When migrating from Docker to Kubernetes, one common pain point is translating Docker's run
command parameters to their Kubernetes equivalents. The example command:
docker run -p 8080:8080 sagemath/sagemath sage -notebook
contains several elements that need proper mapping: port forwarding, image selection, and the tricky -notebook
argument passed to the container's entrypoint.
Let's analyze each part:
docker run -p 8080:8080 # Port mapping
sagemath/sagemath # Image name
sage # Entrypoint program
-notebook # Argument to entrypoint
The initial attempt:
kubectl run --image=sagemath/sagemath sage --port=8080 --type=LoadBalancer -notebook
fails because Kubernetes interprets -notebook
as a kubectl flag rather than a container argument. This is a fundamental difference in how Docker and Kubernetes handle command-line parameters.
The most reliable approach is to create a Deployment manifest:
apiVersion: apps/v1
kind: Deployment
metadata:
name: sagemath
spec:
replicas: 1
selector:
matchLabels:
app: sagemath
template:
metadata:
labels:
app: sagemath
spec:
containers:
- name: sage
image: sagemath/sagemath
command: ["sage"]
args: ["-notebook"]
ports:
- containerPort: 8080
For quick testing, you can use:
kubectl run sagemath --image=sagemath/sagemath --port=8080 --command -- sage -notebook
The --command
flag tells Kubernetes that what follows should be passed to the container, not interpreted as kubectl arguments.
To properly expose the notebook interface, create a Service:
apiVersion: v1
kind: Service
metadata:
name: sagemath-service
spec:
selector:
app: sagemath
ports:
- protocol: TCP
port: 80
targetPort: 8080
type: LoadBalancer
After applying these configurations, verify with:
kubectl get pods
kubectl logs [pod-name]
kubectl get svc
You should see the SageMath notebook starting up in the pod logs and get an external IP from the service.
1. Port Conflicts: Ensure no other services use port 8080
2. Entrypoint Overrides: Some images require specific entrypoints
3. Resource Limits: SageMath can be resource-intensive:
resources:
requests:
memory: "2Gi"
cpu: "1"
limits:
memory: "4Gi"
cpu: "2"
When moving from Docker to Kubernetes, one common challenge is translating docker run
commands to their kubectl
equivalents. The example we're examining involves running SageMath with notebook support:
docker run -p 8080:8080 sagemath/sagemath sage -notebook
The initial translation attempt might look like this:
kubectl run sage --image=sagemath/sagemath --port=8080
However, this misses the crucial -notebook
parameter that makes SageMath launch in notebook mode.

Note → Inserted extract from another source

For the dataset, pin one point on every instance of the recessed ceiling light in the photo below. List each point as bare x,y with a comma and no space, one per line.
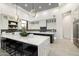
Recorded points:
26,5
49,3
40,7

In Kubernetes, command arguments need to be specified separately from the main kubectl run
command. Here's the correct approach:
kubectl run sage --image=sagemath/sagemath --port=8080 -- sage -notebook
The double dash (--
) separates the kubectl
parameters from the container command and its arguments.
For production use, you'd typically want to create a proper Deployment manifest:
apiVersion: apps/v1
kind: Deployment
metadata:
name: sagemath
spec:
replicas: 1
selector:
matchLabels:
app: sagemath
template:
metadata:
labels:
app: sagemath
spec:
containers:
- name: sagemath
image: sagemath/sagemath
args: ["-notebook"]
ports:
- containerPort: 8080
To make the notebook accessible, create a Service:
apiVersion: v1
kind: Service
metadata:
name: sagemath-service
spec:
selector:
app: sagemath
ports:
- protocol: TCP
port: 80
targetPort: 8080
type: LoadBalancer
After applying these manifests, verify everything is working:
kubectl get pods
kubectl logs [pod-name]
kubectl get service sagemath-service
This approach properly handles the command-line arguments while following Kubernetes best practices for deployment and service exposure.